In terms of character design, TheGamers Jessica Clark Dillon described Xiao as one of the saddest characters in Genshin Impact. She says that despite his appearance, he has a sweet side to him and "has a kind heart that seeks to be loved, despite the fact that he is in an endless cycle of battling enemies". He becomes genuinely delighted when the Traveler thanks him, and he is happy to travel together with them. Game Grape critic Grey Carrier similarly wrote that Xiao embodies a tension between his outward presentation and inner self. As an adeptus, he is aloof, stern, and difficult to approach, but his pure, gentle and socially awkward nature emerges beginning with the scene in which the Traveler lures him out from his hiding place with some almond tofu. Grey Carrier argued that Xiao cares deeply for the Traveler and intervenes whenever they are in danger. He argued that Xiao's lore is reflected in that as Liyue's guardian, although he distances himself from human affairs, he still takes joy in the region's prosperity and harmony. Grey Carrier also wrote that Xiao is trapped by his past; uncertain how to handle new relationships and afraid that his murderous impulses might harm others, he longs for social connection and friendship while simultaneously fearing it, watching over people from afar.

Cian Maher of TheGamer commented that one of the main reasons why he was excited for Xiao's release was because of the potential to get more insight into "one of the most fascinating facets" of the game's lore. Maher also commented that he thought it was funny that Xiao was one of the only characters to explicitly threaten to eat Paimon, concluding his analysis by stating that he expected the audience would get "a good, hearty laugh" out of Xiao. Kotakus Sisi Jiang criticized his English voice acting as overly aggressive, sounding as though he is constantly at the breaking point, whereas the performance in the original Chinese came across as gentler, more distant, and unconcerned. Jiang suggested the discrepancy may stem from differences in voice direction and cultural interpretation, but ultimately argued that the English performance overexerts itself emotionally, causing the delivery to feel too forceful.

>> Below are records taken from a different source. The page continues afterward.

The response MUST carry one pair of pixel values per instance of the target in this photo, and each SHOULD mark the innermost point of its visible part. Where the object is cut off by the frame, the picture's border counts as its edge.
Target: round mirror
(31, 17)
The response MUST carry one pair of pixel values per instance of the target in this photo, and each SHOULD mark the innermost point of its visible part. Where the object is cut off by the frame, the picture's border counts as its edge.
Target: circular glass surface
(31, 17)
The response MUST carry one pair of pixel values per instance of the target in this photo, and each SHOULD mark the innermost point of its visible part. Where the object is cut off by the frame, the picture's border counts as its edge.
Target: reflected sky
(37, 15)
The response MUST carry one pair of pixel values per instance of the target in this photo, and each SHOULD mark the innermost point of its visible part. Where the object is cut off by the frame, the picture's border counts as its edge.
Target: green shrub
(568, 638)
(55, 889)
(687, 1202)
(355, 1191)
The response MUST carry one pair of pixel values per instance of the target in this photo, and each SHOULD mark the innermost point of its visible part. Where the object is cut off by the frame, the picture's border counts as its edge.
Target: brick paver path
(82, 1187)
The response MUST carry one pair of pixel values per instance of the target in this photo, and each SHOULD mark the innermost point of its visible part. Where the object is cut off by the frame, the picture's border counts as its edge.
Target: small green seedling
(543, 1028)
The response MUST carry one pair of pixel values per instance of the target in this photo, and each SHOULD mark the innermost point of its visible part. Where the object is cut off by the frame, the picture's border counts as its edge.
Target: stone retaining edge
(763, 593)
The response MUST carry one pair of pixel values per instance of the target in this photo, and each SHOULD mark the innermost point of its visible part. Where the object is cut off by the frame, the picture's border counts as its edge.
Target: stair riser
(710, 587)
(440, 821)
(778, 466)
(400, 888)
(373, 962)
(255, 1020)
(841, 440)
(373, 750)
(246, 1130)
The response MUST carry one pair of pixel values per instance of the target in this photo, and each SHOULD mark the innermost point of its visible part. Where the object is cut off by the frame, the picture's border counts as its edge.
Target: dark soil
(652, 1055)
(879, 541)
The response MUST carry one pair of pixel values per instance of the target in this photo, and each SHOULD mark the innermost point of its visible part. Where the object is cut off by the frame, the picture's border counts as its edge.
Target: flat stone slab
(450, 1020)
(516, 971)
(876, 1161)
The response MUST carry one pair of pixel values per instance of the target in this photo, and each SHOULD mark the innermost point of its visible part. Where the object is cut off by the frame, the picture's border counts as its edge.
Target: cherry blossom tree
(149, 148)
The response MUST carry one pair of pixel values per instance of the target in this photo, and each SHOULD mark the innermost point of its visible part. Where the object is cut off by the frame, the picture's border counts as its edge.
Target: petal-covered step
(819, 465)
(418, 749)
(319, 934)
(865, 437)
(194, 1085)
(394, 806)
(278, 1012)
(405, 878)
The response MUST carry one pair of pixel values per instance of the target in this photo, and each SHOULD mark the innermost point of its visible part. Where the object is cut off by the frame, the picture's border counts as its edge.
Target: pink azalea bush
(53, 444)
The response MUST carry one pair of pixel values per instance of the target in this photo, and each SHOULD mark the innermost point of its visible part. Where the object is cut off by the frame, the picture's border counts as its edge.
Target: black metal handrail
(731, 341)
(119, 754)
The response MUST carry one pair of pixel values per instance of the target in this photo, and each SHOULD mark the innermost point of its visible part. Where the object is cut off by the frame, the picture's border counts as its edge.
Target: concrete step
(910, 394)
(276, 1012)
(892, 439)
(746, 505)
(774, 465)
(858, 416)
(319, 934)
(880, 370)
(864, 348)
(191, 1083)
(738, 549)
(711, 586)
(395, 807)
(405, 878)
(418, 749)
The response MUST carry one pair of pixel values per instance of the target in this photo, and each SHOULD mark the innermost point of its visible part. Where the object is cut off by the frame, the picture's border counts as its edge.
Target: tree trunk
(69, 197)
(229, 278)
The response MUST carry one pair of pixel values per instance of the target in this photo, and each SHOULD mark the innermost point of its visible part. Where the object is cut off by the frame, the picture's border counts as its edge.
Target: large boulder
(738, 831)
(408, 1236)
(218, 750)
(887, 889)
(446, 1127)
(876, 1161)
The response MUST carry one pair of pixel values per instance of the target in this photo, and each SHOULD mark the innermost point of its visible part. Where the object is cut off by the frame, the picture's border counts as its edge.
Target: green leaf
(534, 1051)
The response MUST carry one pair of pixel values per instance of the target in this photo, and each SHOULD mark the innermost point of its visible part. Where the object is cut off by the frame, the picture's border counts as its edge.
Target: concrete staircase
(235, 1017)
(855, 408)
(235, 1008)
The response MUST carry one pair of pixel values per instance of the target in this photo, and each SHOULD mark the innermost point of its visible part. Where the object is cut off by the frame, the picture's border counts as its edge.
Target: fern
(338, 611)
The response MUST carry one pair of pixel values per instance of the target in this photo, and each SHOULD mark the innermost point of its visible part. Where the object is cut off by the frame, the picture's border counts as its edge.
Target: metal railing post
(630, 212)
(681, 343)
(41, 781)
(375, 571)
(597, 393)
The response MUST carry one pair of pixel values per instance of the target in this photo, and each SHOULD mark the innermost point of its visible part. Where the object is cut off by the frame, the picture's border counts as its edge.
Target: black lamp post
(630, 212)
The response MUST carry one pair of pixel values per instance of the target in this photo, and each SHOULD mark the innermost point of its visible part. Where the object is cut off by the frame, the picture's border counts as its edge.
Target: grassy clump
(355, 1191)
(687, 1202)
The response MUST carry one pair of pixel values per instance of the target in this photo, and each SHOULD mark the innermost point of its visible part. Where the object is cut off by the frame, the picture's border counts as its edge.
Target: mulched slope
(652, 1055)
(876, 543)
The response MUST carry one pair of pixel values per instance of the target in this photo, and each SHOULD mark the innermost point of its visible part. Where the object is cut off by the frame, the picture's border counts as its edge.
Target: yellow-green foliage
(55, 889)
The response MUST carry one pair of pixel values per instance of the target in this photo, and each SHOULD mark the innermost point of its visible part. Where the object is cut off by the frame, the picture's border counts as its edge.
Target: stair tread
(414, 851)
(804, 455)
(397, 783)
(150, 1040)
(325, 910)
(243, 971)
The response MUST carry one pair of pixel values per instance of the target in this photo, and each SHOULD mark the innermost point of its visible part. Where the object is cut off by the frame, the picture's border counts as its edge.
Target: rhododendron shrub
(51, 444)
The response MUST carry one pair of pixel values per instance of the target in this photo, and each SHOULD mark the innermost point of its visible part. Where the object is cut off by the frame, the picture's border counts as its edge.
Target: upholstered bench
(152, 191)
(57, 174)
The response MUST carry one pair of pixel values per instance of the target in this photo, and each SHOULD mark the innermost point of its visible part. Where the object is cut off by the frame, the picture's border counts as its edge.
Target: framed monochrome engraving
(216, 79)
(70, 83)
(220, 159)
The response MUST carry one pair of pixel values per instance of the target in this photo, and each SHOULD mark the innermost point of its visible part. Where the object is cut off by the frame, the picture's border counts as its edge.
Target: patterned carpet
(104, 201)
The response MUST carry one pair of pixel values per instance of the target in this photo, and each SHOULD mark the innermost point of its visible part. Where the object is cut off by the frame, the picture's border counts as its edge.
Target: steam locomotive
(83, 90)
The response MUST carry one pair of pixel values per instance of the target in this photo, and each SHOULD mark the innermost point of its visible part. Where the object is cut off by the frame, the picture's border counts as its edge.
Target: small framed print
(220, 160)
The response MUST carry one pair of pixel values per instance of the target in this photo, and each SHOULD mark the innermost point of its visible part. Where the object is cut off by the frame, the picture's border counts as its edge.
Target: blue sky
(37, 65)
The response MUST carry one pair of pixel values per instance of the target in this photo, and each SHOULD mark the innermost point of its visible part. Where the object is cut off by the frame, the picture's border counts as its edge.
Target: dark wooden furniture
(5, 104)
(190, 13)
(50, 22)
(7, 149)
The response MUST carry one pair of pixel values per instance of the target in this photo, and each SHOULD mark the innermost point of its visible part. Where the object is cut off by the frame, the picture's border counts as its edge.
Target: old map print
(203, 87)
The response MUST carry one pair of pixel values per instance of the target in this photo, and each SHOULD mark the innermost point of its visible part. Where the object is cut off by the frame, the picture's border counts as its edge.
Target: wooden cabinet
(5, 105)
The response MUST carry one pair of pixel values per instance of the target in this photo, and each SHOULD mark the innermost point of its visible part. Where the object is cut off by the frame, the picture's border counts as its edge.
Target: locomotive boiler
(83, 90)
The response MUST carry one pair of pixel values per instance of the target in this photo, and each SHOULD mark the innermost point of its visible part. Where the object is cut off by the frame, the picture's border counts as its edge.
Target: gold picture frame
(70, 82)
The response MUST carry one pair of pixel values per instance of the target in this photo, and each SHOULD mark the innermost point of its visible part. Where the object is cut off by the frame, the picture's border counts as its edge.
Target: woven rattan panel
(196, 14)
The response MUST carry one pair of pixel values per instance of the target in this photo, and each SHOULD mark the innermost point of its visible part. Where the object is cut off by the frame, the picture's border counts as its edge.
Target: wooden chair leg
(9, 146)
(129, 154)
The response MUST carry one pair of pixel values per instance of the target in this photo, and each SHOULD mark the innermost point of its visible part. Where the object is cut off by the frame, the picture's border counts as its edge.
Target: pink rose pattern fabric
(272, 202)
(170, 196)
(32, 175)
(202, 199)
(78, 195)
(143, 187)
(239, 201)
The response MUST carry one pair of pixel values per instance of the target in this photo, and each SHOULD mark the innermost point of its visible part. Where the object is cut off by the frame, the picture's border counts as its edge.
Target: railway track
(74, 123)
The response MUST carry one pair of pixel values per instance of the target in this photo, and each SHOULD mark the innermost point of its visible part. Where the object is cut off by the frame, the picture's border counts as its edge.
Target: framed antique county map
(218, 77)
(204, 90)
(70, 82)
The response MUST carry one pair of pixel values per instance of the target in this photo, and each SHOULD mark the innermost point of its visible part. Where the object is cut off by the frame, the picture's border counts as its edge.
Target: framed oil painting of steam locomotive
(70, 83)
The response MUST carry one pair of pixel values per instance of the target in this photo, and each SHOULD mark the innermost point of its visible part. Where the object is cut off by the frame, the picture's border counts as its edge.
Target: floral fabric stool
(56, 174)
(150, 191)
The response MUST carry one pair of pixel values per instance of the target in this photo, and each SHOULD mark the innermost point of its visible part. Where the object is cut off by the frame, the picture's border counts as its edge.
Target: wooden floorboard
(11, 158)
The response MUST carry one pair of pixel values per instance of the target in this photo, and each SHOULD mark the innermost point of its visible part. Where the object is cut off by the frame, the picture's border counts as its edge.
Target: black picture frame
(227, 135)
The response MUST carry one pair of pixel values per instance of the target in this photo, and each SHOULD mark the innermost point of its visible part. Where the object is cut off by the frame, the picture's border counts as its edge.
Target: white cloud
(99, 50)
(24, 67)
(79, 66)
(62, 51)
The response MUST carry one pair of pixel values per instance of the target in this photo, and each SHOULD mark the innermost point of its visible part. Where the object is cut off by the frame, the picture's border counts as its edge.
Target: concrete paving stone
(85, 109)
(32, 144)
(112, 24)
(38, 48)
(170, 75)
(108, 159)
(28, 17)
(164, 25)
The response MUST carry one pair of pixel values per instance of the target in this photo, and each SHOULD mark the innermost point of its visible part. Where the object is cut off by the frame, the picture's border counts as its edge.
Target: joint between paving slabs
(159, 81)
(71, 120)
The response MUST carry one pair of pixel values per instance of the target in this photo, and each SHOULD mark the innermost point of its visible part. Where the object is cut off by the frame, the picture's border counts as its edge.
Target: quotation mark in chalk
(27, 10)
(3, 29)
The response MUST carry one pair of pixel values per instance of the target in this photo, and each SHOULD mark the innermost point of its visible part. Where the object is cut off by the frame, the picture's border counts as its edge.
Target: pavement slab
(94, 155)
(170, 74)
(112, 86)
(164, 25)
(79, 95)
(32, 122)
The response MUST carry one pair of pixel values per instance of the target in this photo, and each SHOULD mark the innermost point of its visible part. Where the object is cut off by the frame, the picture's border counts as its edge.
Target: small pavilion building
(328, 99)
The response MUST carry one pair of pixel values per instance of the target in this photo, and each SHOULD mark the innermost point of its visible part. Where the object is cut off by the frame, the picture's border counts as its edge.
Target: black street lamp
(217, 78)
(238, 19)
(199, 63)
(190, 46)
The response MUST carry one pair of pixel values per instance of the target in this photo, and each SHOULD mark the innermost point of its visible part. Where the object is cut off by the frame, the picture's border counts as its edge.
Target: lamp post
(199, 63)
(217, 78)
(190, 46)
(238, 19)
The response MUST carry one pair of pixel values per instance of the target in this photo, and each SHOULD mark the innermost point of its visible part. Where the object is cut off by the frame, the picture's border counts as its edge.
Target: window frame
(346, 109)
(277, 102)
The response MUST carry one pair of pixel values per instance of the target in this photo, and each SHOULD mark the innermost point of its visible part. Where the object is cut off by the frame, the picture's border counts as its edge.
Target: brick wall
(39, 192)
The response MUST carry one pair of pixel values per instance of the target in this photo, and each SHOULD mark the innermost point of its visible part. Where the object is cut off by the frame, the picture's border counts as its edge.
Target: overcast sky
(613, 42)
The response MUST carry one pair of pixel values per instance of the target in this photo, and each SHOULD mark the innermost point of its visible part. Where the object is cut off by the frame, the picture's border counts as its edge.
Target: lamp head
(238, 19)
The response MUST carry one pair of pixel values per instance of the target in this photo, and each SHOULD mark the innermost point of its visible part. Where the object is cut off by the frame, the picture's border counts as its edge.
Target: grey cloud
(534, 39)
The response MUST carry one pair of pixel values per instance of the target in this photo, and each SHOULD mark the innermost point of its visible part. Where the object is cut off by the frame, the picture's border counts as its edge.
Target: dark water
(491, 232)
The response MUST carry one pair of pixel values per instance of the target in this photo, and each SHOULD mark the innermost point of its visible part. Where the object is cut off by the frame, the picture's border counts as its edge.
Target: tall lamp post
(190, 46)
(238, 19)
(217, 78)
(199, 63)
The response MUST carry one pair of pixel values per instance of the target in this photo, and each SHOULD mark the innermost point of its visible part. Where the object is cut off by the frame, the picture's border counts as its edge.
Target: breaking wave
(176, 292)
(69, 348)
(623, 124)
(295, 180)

In October 2022, a middle-school bulletin board in Michigan became embroiled in controversy when a doodle of Xiao's mask was mistaken by parents for a Satanic hate symbol. The school ultimately announced that it would retain much of the original board design but removed several drawings, including the mask. Kotakus Sisi Jiang commented that since Xiao's mask is based on the Chinese nuo mask tradition, the incident demonstrated how intolerant some people can be against non-white cultures. Jiang suggested that as Genshin Impact continues to enter mainstream Western awareness, white audiences will be "forced to grapple with" influences from diverse cultures.